Various works of
Beethoven's student Ferdinand Ries have surfaced on recordings early in the 21st century. All reveal a composer with an impressive grasp of
Beethoven's language, especially in terms of large-scale harmonic design and its coordination with local motivic detail. Just as surely, all lack what might be called the fierce urgency of now. The situation remains consistent with this album of chamber music, but the novelty here is the presence of the flute, an instrument
Beethoven and
Schubert both generally avoided.
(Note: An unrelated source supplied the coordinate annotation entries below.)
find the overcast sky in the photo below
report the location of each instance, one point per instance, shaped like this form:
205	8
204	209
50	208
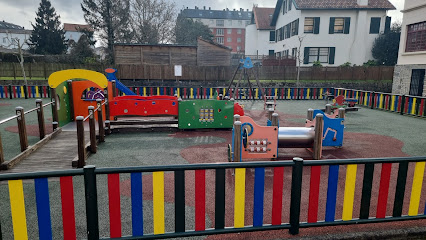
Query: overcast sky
23	12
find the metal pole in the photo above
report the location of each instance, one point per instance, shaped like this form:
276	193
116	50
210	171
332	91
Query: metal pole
55	115
100	121
80	141
270	112
1	151
91	196
341	113
319	128
70	98
114	91
310	115
296	193
275	120
22	128
328	109
40	116
236	117
92	130
108	127
237	141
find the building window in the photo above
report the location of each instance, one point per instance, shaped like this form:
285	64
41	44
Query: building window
416	37
323	55
295	28
219	40
339	25
312	25
272	36
375	25
293	52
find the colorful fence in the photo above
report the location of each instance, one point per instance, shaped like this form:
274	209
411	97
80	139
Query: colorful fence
249	193
20	91
239	94
403	104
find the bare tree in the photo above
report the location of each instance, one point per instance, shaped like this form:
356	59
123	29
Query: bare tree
299	59
16	43
153	21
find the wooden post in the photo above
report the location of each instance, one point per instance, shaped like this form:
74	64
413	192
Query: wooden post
237	141
319	128
70	98
100	121
80	142
55	115
114	91
22	128
92	130
40	116
1	151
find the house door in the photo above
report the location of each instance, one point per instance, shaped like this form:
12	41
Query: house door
417	82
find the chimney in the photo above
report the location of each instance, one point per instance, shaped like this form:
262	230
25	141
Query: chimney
362	2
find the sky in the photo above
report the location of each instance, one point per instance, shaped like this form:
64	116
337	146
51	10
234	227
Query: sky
23	12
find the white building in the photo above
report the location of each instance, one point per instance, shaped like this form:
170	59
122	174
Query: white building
409	73
260	35
227	26
73	31
8	31
334	31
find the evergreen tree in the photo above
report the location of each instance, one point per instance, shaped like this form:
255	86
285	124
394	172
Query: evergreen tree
82	51
111	19
187	31
47	36
386	46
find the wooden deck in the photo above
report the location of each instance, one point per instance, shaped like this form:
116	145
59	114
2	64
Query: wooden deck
57	154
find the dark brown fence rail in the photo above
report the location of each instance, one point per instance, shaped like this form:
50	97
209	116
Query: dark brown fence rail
197	73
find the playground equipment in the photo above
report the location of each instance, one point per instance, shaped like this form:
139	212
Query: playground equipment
74	98
252	141
347	103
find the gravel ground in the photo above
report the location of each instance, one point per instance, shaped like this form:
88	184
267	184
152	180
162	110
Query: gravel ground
369	133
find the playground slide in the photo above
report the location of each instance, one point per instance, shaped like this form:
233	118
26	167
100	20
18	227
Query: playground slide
111	76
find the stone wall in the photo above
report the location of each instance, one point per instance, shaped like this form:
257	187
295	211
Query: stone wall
402	79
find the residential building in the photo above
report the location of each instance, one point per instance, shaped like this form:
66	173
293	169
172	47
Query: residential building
73	32
10	30
409	74
260	35
331	32
227	26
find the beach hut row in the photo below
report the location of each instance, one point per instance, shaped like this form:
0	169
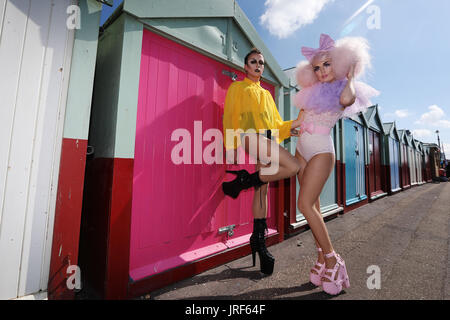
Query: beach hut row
373	160
148	221
119	204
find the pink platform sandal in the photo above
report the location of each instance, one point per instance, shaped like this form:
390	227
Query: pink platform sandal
332	286
316	279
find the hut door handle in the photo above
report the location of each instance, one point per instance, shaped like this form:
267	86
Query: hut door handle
228	229
230	74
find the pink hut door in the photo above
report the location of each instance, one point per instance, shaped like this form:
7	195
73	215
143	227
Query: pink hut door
178	209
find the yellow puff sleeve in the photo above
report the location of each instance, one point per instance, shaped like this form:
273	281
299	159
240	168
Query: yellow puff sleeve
283	127
231	115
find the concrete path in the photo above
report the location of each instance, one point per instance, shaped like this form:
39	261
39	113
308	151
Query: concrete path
403	239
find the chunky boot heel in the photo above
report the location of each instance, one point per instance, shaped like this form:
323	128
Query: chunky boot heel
244	180
258	244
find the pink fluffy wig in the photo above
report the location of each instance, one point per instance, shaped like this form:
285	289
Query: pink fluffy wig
346	51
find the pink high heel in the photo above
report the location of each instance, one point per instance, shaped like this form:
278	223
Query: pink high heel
316	279
332	286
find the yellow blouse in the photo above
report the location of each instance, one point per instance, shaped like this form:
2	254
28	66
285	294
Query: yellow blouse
249	106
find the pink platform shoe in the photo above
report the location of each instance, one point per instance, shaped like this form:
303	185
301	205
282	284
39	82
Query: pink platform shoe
316	279
342	281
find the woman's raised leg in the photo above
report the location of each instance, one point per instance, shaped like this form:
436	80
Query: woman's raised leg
275	157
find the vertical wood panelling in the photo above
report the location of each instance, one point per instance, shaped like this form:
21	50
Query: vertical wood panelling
34	54
11	48
177	209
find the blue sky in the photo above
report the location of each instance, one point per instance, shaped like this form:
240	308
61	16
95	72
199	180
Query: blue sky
410	44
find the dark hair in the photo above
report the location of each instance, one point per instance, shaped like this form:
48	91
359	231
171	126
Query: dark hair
254	50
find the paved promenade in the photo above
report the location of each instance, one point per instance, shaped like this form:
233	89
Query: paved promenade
395	248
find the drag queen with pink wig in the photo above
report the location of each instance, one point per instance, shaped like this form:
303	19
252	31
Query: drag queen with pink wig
328	93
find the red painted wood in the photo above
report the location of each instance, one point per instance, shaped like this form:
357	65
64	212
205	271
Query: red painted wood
179	86
105	231
163	279
66	228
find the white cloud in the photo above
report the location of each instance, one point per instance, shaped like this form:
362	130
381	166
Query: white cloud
402	113
434	117
284	17
422	133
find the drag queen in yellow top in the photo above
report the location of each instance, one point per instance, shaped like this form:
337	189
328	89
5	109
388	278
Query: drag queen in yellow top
250	114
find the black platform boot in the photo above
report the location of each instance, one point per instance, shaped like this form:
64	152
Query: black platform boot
244	180
258	244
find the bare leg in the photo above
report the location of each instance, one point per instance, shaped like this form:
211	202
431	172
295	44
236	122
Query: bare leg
313	179
287	164
303	163
259	206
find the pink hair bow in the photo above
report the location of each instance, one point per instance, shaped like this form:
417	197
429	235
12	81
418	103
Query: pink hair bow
325	44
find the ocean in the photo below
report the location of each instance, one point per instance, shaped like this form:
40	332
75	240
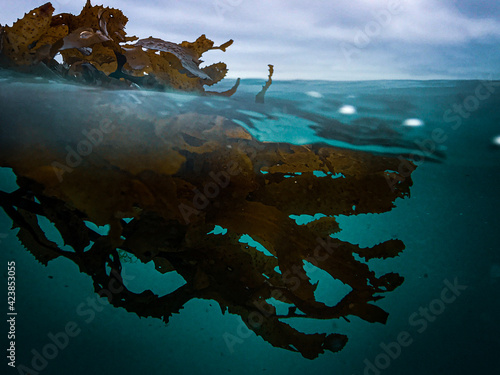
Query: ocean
442	319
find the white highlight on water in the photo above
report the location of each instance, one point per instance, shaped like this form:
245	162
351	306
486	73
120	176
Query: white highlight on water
314	94
413	122
347	110
496	140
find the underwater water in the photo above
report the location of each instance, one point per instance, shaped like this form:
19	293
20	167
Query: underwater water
443	319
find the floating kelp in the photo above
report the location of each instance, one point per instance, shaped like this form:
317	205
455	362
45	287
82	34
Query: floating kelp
95	49
163	180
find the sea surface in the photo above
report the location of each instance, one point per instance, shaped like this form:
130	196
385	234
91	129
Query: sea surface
446	313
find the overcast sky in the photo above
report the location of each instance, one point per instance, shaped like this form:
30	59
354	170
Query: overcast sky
334	40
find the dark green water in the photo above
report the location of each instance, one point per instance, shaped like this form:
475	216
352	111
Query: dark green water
449	224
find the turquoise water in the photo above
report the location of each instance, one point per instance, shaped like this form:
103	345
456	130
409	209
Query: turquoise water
449	226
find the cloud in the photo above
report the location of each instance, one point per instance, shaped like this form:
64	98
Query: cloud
311	40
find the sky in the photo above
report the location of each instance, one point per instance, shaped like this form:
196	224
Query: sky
330	40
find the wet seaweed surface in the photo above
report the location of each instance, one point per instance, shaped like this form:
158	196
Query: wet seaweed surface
163	183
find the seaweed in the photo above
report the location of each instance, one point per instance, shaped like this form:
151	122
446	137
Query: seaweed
96	49
176	177
179	177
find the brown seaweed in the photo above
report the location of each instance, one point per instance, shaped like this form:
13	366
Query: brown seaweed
97	38
177	178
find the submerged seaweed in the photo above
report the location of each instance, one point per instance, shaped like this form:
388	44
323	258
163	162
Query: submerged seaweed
164	182
178	177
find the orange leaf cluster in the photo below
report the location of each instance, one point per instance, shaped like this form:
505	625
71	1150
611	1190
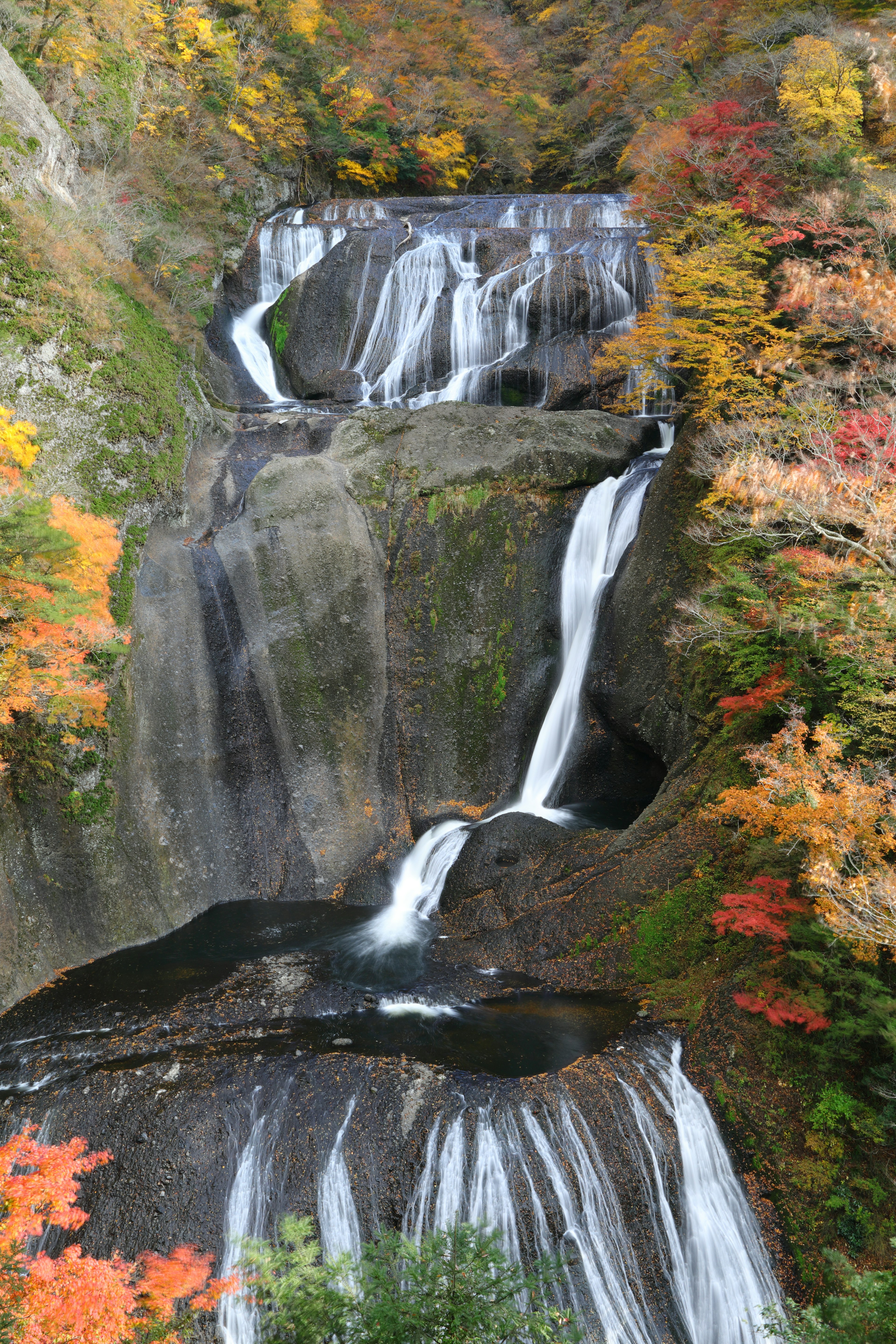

The most attractive of the three works on the album may be the Quintet in B minor, Op. 107, where the flute, especially in the opening movement, is stretched to the limit in being forced to deliver big, fortissimo Beethovenian themes. The work can make a reasonable claim to being something like the flute quintet
Beethoven would have written if he had written one. The opening Flute Quartet in C minor, Op. 145/1, apes
Beethoven in its solemn mood and C minor tonality but is enlivened by an "alla Espagnola" finale. Still rarer than Ries is the Septet in E flat major by Johann Martin Friedrich Nisle, one of a family of Viennese musicians several of whose members have received attribution for the work. The septet, performed here with an added double bass, is neither really Mozartian nor Beethovenian; it is, like the Ries quintet, an athletic work (the bassoon part is notably challenging), and it seems to owe something to the wind band arrangements of operatic scores that have come down from the period. The Ensemble Schönbrunn and Dutch flutist
Marten Root handle the considerable technical difficulties well, and
Root's enthusiastic notes ("I freely admit it: I love Ferdinand Ries' music") are an added bonus. Those notes are given in English, French, and German.